En effet, elle rapporte que plusieurs ont hâte d’«enfin» voir les productions reportées il y a plus d’un an, comme Le roman de monsieur de Molière, La nuit des rois ou Abraham Lincoln va au théâtre.
Bien qu’il observe la volonté des Québécois.e.s de revenir vers les arts et la culture, le directeur artistique du Théâtre Denise-Pelletier, Claude Poissant, pense qu’il va falloir être patient.e.s pour retrouver les spectateur.trice.s comme avant. «Mais on sent déjà une présence, la vente [de billets et d’abonnements] va bien», ajoute-t-il.
Toutefois, Lorraine Pintal et Claude Poissant remarquent un retour plus difficile pour le public scolaire. «Il faut aller les chercher», souligne Mme Pintal.
De son côté, Sylvain Bélanger doute que le Centre du Théâtre d’Aujourd’hui connaisse le même succès qu’au printemps dernier avec Pas Perdus et Ceux qui se sont évaporés. «On est loin d’avoir rempli [la salle] pour la première production [cet automne]. Les abonnements sont légèrement en dessous de ce qu’on a habituellement», mentionne-t-il.

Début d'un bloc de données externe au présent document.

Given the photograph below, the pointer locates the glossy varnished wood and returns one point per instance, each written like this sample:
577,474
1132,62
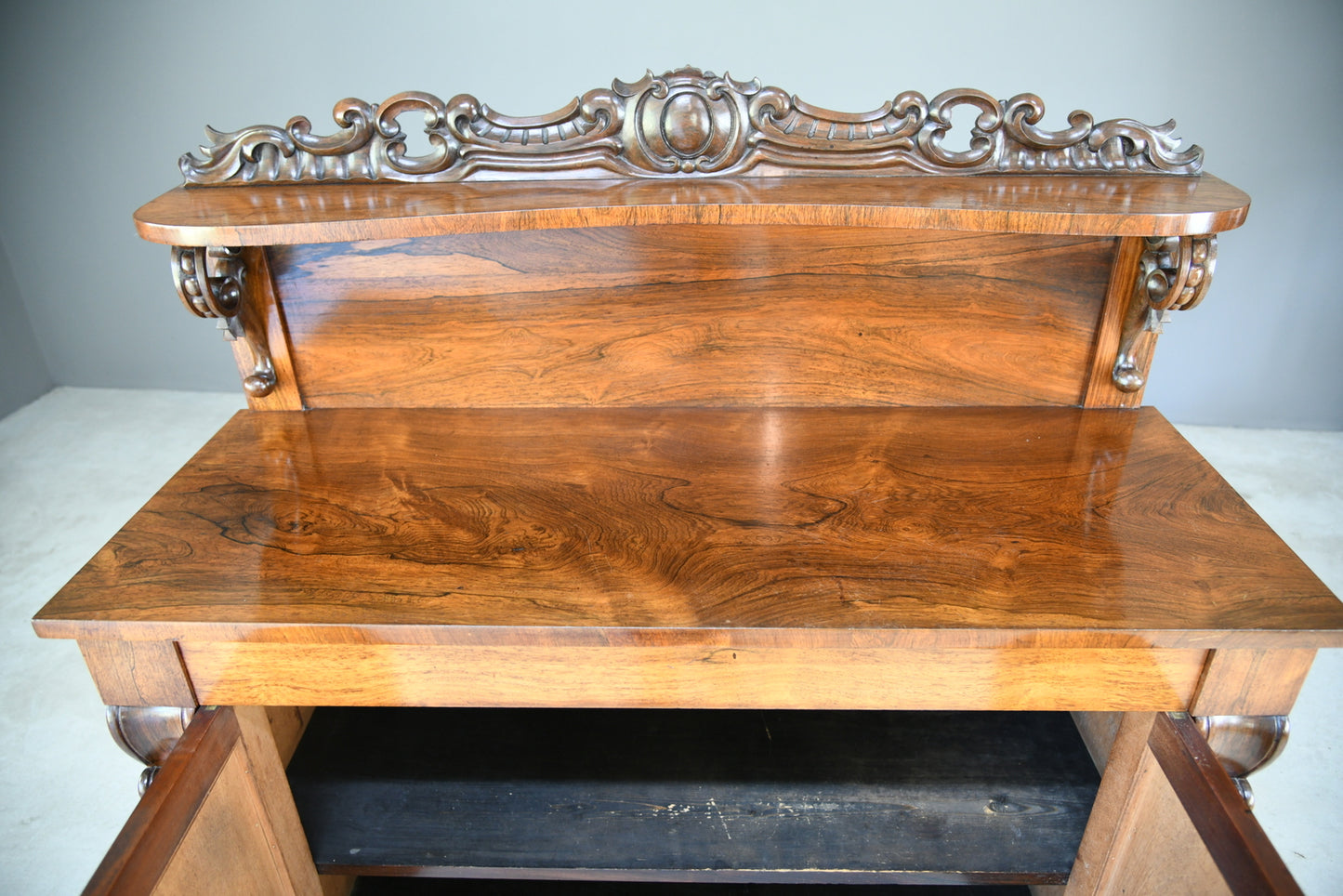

Or, M. Bélanger reste tout de même optimiste pour la suite et ne craint pas de nouvelles fermetures.
Pénurie de personnel
Ce qui inquiète davantage les équipes des théâtres, c’est la pénurie de personnel. À l’instar de plusieurs autres domaines au Québec, des employé.e.s se sont réorienté.e.s professionnellement.
La directrice générale du Théâtre du Rideau Vert, Céline Marcotte, déplore cette situation. «Les seuls impacts de la pandémie sur le Rideau Vert sont la peur de devoir annuler un spectacle en pleine série de représentations en raison d’un cas de COVID, et la difficulté de trouver du personnel comme placiers, par exemple», laisse-t-on savoir.
«Le recrutement dans le milieu nous inquiète. Par rapport aux techniciens, il y a vraiment eu une hécatombe», confie aussi Sylvain Bélanger.
La situation est tellement difficile qu’au moment de l’entrevue, le Centre du Théâtre d’Aujourd’hui cherchait encore des technicien.ne.s pour un spectacle prévu deux semaines plus tard. «Normalement, on les a trois à quatre mois à l’avance», indique M. Bélanger.